A great deal of brain research has been focused on uncovering the causes of autism – a disease of the brain striking very early on in life that often leaves children severely mentally disabled. As a result, theories of the cause of autism have been rapidly evolving. I am particularly interested in the theory that autism involves impaired cortical connectivity. This could impair the ability to integrate incoming sensory information with sensory expectations, which may be a key operation at the heart of both sensory processing and motor control. For some time now, there have been theories that autism involves problems in short-range cortical connectivity – e.g., problems with dendrite pruning. Tomorrow at Sensorimotor Journal Club, Kasra Khatibi will present a report on a study that found impaired long-range cortical connectivity in autism:
Just, M. A., Cherkassky, V. L., Keller, T. A., Kana, R. K., & Minshew, N. J. (2007). Functional and anatomical cortical underconnectivity in autism: Evidence from an fmri study of an executive function task and corpus callosum morphometry.
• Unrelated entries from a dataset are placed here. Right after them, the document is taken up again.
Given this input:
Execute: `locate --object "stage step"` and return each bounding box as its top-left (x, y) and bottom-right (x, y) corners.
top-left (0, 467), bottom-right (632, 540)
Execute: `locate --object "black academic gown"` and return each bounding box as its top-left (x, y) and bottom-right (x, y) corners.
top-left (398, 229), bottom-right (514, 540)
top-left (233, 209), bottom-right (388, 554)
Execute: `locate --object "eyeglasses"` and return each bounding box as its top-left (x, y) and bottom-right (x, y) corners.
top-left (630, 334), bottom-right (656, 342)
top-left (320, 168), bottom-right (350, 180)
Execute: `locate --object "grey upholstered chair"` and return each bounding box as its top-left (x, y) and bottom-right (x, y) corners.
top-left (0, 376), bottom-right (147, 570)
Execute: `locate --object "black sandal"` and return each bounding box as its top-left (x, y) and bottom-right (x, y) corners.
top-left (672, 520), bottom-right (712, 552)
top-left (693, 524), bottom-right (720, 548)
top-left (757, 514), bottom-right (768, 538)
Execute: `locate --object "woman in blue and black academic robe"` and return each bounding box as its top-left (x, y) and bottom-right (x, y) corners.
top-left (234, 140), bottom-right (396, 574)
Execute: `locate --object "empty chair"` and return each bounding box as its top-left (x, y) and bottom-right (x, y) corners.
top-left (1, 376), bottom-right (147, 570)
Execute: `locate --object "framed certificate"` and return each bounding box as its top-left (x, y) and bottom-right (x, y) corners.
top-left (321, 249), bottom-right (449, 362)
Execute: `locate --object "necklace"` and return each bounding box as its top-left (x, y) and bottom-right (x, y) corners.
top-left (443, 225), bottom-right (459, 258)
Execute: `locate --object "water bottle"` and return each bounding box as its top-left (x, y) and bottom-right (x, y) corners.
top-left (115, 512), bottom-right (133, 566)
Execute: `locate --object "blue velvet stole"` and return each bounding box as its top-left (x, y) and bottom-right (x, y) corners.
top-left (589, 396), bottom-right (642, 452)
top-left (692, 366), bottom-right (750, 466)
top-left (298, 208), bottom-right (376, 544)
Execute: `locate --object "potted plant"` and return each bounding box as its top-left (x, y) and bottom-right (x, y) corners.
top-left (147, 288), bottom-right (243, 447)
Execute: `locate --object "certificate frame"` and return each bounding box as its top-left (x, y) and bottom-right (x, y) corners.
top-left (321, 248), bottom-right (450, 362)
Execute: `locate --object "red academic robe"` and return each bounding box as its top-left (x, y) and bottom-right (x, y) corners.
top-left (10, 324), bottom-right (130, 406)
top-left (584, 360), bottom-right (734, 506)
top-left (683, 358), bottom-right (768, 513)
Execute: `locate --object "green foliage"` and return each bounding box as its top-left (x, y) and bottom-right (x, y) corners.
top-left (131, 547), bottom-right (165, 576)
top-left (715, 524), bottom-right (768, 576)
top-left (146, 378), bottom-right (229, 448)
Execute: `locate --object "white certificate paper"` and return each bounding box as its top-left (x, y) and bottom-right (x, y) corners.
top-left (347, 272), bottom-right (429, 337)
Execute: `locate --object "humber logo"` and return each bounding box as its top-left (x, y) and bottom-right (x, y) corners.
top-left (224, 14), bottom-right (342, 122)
Cerebral Cortex, 17(4), 951-961. (link to pdf of article)
The brain activation of a group of high-functioning autistic participants was measured using functional magnetic resonance imaging during the performance of a Tower of London task, in comparison with a control group matched with respect to intelligent quotient, age, and gender. The 2 groups generally activated the same cortical areas to similar degrees. However, there were 3 indications of underconnectivity in the group with autism. First, the degree of synchronization (i.e., the functional connectivity or the correlation of the time series of the activation) between the frontal and parietal areas of activation was lower for the autistic than the control participants. Second, relevant parts of the corpus callosum, through which many of the bilaterally activated cortical areas communicate, were smaller in cross-sectional area in the autistic participants. Third, within the autism group but not within the control group, the size of the genu of the corpus callosum was correlated with frontal-parietal functional connectivity. These findings suggest that the neural basis of altered cognition in autism entails a lower degree of integration of information across certain cortical areas resulting from reduced intracortical connectivity. The results add support to a new theory of cortical underconnectivity in autism, which posits a deficit in integration of information at the neural and cognitive levels.